OTTAWA, Ontario (AP) Players on opposing teams formed a circle at center ice as hockey made a stirring return to Ottawa on Saturday night.
Fans, many wearing red and waving Canadian flags, paid their respects to Cpl. Nathan Cirillo and Warrant Officer Patrice Vincent as part of a poignant ceremony prior to the Senators’ game against the New Jersey Devils.
Glow sticks were handed out to fans as they entered the arena, and they stood in place of candles while the home of the Senators hosted a public, national vigil.
It was the first hockey game in Ottawa since Wednesday’s attack on Parliament Hill and the National War Memorial, where Cirillo was shot and killed.
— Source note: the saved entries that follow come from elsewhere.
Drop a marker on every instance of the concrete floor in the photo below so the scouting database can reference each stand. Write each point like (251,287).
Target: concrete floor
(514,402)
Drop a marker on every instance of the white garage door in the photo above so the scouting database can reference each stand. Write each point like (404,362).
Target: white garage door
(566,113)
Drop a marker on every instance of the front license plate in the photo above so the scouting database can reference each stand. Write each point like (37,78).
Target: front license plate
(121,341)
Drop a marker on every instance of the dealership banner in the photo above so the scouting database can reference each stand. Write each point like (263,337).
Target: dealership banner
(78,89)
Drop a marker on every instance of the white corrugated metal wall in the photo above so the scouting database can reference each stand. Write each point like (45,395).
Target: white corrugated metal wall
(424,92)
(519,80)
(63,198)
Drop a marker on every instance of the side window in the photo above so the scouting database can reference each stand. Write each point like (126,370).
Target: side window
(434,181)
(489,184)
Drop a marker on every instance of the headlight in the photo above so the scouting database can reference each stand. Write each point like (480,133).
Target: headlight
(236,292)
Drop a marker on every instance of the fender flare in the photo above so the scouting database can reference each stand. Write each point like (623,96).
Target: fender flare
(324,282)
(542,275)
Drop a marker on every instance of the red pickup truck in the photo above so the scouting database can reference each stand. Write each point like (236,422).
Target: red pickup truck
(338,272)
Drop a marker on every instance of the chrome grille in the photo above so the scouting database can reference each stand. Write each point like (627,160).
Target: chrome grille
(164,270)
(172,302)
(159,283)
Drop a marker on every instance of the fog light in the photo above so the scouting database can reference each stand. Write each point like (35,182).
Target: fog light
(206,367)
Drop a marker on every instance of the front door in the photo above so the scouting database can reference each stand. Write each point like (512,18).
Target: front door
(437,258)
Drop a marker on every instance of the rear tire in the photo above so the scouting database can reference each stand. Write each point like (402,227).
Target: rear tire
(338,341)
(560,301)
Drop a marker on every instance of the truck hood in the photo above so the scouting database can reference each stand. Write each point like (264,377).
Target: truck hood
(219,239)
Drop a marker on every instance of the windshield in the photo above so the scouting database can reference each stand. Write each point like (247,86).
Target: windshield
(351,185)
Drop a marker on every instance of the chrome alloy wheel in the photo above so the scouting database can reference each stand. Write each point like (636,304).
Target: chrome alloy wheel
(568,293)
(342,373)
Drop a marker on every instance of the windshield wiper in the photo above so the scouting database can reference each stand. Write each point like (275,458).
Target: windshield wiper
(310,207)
Vincent died in a hit-and-run attack Monday near Montreal.
”Tonight we have an opportunity to stand united as one,” public address announcer Stu Schwartz said.
Members of Cirillo’s division joined local first responders inside the circle of 40 players from both teams. With photos of Cirillo and Vincent on the arena video screens, the sellout crowd of 19,266 stood for a moment of silence that lasted 42 seconds.
”To stand shoulder-to-shoulder with those guys, it really shows our respect,” Devils defenseman Damon Severson said. ”I think as players of a sport, any sport, the people who work with our police task force, it shows them we really do appreciate that.”
What followed was a coordinated singing of the ”Star-Spangled Banner” and ”O Canada” between fans in Ottawa, Montreal and Toronto, led by Ottawa anthem singer Lyndon Slewidge. The emotional rendition of Canada’s national anthem gave way to cheering, as fans – some with Cirillo’s name written on the back of their jerseys – remained on their feet and applauded until well after the military and police personnel left the ice.
”It gives you the chills with the glow sticks going and the fans being loud,” Senators winger Bobby Ryan said. ”`O Canada’ was emotional – something that I’ll always remember.”
The Senators were supposed to play the Maple Leafs on Wednesday night but the game was postponed due to the shooting attack. It will be played on Nov. 9.
In Toronto, the Leafs took part in the coordinated ceremony before facing the Boston Bruins. The Canadiens did the same before facing the New York Rangers.
”Hockey Night In Canada” opened the proceedings with a video montage featuring scenes from Ottawa, including the National War Memorial. References to Prime Minister Stephen Harper’s Thursday speech to Parliament gave way to the message that Canadians ”unite around this game because we always unite around the game.”
Devils coach Pete DeBoer took some time Saturday afternoon between meetings to walk from his team’s downtown hotel to the war memorial.
The Dunnville, Ontario, native was glad to be a part of Saturday night’s ceremony.
”Any time you can get together when something like this happens, it’s for the good,” DeBoer said. ”The healing process starts.”
Downtown at the site of the attack, hockey was a part of the makeshift memorial. Amid the flowers, candles, stuffed animals and hand-written thank-you notes was a black Canadian Olympic hockey jersey.
Along with DeBoer, Devils defenseman Eric Gelinas also visited the site. Gelinas is from Vincent’s hometown of Saint-Jean-sur-Richelieu, Quebec.
Gelinas and his Devils teammates eventually went on to a 3-2 overtime win over the Senators. But as much of North America watched, they stood almost arm-in-arm during the pregame ceremony in an apparent nod to a line in Harper’s speech when he said: ”In our system, in our country, we are opponents. But we are never enemies.”
”I thought that was a great touch,” said Dax Lanham, a 44-year-old Ottawa native who wore a white Canadian Olympic jersey to the game. ”They’re not all Canadians. They’re Americans, they’re Europeans. It’s not just Canada and the U.S. uniting, it’s the whole world uniting around one big circle.”